Cybersecurity News

90% Hospitals, Health Systems Faced Email-Based Cyberattack in 2019

Mimecast and HIMSS Media say hospitals and health systems are failing to prioritize employee security awareness training, as 90 percent experienced an email-related cyberattack in the last year.

healthcare email security employee security awareness training cyber hygiene risk management cybersecurity

By Jessica Davis

- The overwhelming majority of hospitals and health systems experienced an email-based cyberattack in the last year, with 72 percent experiencing downtime due to the security incident, according to a joint report from Mimecast and HIMSS Media.

The report reconfirms last year’s results, which showed the healthcare sector’s email security defenses lag behind other industries.

HIMSS Media surveyed hospital and health system leaders tasked with significant involvement with email security investments on behalf of Mimecast in November to get a sense of the threat landscape around email and data security within those environments.

According to the report, one out of four of these email-related attacks was rated very or extremely disruptive. Those organizations that faced the most disruptions in the last year were hit most frequently by attacks that impersonated trusted vendors or partners (61 percent) or credential-harvesting phishing attacks (57 percent), compared to other email-targeted attacks.

The findings mirror an earlier report from the Ponemon Institute that showed 14 percent of insider incidents involved hackers stealing credentials, which cost the sector $2.79 million each year. Credential theft was also behind the majority of phishing attacks in 2018.

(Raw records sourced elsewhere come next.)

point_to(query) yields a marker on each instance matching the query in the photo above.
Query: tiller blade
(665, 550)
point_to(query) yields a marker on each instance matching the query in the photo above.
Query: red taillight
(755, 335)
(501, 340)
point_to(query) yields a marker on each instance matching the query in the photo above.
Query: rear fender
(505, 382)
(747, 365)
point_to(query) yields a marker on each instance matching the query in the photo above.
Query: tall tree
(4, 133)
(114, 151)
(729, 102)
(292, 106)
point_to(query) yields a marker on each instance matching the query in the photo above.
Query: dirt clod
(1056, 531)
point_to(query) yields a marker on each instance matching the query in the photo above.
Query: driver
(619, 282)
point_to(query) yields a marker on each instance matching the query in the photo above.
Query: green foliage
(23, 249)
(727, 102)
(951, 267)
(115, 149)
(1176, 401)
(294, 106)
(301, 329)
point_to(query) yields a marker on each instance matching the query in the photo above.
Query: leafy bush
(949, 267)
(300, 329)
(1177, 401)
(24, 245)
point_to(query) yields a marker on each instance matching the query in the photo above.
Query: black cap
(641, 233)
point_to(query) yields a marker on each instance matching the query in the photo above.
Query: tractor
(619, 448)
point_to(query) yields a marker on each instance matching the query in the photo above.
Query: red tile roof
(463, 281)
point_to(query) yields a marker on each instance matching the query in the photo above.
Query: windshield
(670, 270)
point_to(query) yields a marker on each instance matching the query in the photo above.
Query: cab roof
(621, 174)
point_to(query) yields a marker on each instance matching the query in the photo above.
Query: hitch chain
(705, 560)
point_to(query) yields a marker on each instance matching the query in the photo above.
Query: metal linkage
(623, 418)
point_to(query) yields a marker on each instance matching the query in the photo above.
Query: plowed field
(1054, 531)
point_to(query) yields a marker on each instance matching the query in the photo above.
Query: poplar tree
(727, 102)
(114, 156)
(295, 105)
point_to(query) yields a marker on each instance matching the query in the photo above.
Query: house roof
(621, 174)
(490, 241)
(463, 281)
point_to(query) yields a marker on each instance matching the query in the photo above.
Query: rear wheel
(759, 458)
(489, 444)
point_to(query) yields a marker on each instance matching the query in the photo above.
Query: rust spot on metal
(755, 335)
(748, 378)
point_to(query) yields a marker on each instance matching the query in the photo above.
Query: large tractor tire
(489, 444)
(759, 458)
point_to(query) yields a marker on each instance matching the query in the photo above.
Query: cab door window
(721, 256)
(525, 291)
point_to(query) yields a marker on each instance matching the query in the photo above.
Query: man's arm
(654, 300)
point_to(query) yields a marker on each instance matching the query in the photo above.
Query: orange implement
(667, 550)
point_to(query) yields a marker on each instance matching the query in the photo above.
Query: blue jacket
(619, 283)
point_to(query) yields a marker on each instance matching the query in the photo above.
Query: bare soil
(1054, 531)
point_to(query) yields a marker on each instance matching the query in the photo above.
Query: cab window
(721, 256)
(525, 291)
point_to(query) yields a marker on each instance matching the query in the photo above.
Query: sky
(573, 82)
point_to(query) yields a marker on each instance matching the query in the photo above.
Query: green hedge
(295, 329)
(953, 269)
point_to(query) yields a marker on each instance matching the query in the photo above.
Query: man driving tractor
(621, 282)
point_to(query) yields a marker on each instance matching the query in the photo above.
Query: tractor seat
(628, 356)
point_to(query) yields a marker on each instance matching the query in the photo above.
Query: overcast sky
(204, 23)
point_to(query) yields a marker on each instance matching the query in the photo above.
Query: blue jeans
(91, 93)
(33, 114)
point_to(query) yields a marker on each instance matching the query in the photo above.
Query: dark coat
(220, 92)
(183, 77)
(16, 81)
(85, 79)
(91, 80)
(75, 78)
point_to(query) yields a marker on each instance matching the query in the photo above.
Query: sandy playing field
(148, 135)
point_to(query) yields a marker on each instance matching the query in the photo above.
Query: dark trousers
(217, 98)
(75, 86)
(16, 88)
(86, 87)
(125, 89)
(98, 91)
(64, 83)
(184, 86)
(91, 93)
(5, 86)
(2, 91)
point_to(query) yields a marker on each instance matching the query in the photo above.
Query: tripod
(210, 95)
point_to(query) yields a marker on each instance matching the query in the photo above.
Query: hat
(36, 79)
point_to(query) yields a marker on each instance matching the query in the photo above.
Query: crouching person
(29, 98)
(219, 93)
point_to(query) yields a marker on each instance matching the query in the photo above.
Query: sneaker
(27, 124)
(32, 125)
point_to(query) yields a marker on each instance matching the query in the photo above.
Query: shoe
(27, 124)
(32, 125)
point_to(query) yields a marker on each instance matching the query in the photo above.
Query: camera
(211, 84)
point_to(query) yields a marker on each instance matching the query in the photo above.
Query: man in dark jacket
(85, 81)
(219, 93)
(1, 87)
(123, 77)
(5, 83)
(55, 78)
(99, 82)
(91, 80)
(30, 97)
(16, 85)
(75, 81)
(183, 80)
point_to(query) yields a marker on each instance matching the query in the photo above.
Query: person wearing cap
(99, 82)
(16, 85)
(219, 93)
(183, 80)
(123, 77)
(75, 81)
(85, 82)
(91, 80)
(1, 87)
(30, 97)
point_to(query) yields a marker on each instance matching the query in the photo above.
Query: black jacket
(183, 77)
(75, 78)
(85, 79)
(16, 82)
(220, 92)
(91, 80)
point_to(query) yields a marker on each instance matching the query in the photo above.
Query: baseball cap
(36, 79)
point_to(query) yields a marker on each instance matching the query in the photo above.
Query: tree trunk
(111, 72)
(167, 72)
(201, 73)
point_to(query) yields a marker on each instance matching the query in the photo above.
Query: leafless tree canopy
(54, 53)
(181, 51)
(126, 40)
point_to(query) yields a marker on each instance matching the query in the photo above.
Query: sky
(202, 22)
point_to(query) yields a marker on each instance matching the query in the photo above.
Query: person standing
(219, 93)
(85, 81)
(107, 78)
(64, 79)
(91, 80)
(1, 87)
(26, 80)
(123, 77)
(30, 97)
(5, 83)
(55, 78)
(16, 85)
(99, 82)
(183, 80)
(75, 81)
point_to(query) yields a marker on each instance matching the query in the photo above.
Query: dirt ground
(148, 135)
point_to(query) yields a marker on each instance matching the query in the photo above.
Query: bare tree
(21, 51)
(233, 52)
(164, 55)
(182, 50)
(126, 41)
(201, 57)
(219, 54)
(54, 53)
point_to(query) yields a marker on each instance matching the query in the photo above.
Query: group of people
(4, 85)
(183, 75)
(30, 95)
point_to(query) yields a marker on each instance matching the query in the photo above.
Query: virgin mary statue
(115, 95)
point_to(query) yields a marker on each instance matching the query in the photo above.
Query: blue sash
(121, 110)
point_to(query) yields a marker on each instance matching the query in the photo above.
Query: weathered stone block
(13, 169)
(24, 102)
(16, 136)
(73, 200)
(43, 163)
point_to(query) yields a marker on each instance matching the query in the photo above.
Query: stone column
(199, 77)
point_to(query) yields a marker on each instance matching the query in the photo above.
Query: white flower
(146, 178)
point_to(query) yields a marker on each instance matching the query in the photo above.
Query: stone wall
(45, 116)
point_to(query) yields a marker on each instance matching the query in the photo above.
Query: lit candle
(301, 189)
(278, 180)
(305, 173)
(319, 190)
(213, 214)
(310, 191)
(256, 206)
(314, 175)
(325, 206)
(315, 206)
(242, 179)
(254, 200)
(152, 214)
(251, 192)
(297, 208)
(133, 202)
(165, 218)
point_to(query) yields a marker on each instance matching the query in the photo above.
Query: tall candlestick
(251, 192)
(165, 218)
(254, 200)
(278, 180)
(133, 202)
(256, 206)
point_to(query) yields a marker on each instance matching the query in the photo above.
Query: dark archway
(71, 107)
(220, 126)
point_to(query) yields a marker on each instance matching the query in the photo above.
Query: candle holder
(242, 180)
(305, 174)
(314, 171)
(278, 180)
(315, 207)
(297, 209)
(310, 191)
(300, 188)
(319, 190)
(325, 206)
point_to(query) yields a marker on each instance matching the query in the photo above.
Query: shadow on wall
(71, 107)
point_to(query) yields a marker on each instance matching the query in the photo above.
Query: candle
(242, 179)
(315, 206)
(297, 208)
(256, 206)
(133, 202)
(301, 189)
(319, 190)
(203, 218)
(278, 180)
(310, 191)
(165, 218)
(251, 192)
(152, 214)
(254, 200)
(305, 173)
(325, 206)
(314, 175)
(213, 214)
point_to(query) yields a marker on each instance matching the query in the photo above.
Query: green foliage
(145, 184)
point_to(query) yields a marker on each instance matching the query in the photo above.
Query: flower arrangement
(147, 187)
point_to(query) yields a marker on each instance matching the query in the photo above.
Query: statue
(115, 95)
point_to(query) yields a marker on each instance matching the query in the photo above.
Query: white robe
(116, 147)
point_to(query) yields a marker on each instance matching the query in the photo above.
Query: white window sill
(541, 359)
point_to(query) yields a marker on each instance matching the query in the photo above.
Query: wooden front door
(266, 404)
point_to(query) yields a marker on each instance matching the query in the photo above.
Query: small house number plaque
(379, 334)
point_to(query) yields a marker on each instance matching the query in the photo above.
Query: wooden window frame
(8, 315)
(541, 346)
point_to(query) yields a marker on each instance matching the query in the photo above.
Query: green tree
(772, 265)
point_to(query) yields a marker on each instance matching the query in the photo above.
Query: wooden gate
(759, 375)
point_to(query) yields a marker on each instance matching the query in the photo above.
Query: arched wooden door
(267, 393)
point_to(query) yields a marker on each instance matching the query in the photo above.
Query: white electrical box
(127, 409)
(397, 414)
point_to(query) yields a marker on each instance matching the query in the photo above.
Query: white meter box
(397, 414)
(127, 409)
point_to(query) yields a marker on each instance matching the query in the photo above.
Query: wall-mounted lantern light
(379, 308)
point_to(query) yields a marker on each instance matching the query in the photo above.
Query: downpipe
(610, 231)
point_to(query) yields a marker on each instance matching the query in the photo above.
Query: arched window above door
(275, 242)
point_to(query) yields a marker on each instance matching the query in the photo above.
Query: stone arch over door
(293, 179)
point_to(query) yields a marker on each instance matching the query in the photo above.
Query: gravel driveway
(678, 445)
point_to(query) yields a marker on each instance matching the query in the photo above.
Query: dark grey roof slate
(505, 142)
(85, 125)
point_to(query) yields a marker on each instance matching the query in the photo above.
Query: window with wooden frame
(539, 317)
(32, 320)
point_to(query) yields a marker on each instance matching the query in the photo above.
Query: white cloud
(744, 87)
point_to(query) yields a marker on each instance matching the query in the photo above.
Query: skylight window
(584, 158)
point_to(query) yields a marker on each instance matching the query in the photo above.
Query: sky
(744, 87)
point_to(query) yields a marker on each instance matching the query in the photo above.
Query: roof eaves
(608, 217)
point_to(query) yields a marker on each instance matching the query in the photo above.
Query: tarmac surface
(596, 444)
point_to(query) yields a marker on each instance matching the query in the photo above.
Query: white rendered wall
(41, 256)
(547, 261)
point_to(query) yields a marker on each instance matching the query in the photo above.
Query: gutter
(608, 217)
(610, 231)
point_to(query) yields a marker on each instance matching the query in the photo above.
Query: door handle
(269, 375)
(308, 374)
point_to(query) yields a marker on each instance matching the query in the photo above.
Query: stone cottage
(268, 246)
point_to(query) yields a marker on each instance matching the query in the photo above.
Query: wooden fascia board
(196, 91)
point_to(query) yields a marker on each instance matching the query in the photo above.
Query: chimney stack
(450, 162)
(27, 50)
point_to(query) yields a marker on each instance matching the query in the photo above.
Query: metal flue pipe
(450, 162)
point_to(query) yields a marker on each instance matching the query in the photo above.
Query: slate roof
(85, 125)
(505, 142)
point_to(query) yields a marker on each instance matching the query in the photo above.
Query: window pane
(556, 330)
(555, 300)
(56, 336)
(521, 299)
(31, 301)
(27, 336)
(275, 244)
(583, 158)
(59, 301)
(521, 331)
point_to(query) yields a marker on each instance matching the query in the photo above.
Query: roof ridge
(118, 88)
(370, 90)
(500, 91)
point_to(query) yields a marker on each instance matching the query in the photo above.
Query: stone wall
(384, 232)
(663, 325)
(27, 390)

The Mimecast/HIMSS Media report also showed that those that faced downtime named productivity (55 percent), data (34 percent), and financial (17 percent) as the three most common types of loss.

“The stat is remarkably consistent with other industries and other surveys,” said Matthew Gardiner, director of enterprise security marketing at Mimecast, in a statement. “Email attacks are so prevalent because email is one of the most ubiquitous applications in the world.”

“It’s easy for an attacker to reach into an organization via email. All an attacker needs to know is someone’s email address,” he continued. “All the reasons email is useful for legitimate purposes, make it useful for malicious purposes. Ultimately, email attacks are prevalent because they work.”

The effectiveness of these attacks also stems from failures with healthcare organizations’ employee security awareness training, a key part of any comprehensive cyber resilience program. In fact, 40 percent of respondents provide security training less than once per quarter, despite 77 percent saying its essential to protecting their organization against these types of cyberattacks.

Even worse, 11 percent admitted they only offered onboarding training or ad hoc training after a negative incident, rather than performing training on a schedule timeframe. And 27 percent only perform training once a year. Just 23 percent provide continuous employee security training.

For Gardiner, healthcare organizations are better off giving just 5 minutes of training once a month, rather than 15 minutes every quarter, as the increased frequency keeps the information at the top of the employee’s mind.

On a positive note, three-quarters of healthcare organizations have a cyber-resilience plan in place or plan to implement one in the near future. These providers have also made strong investments into cybersecurity tech, such as firewalls (80 percent), email security systems (79 percent), data backup and recovery (78 percent).

However, the researchers noted that until all providers implement these technologies, the sector remains in “considerable risk.”

“People frequently fixate just on the technologies and assume they are protected because they are using an antivirus system, a backup system, an email security system, and other tools,” Gardiner explained. “All of this is good. However, information technology professionals also need to think about other elements of a program.”

“IT professionals should focus on creating business processes that can shield them from attacks, on optimizing security tools, and on delivering effective staff education,” he added. “The problem is that people think, because they’re implementing some aspects of cyber resilience programs, they’re resilient. However, when they operate in the real world, they find that, unfortunately, they are not as protected as they thought, and they get disrupted. So, they need to re-scrutinize their resilience program.”

As hackers continue to target the healthcare sector with social engineering and email spoofing and cybercriminals continue to improve the sophistication of these attacks, bolstering email security will prove crucial for providers.

Some industry stakeholders have noted that taking some of the decisions away from users can reduce risk, while Microsoft found that 99.9 percent of automated cyberattacks are blocked with the use of multi-factor authentication.

Microsoft also recently shared some insights around email security that can help organizations improve their security posture. A 2019 JAMA study showed that phishing education and training can drastically reduce healthcare’s cyber risk.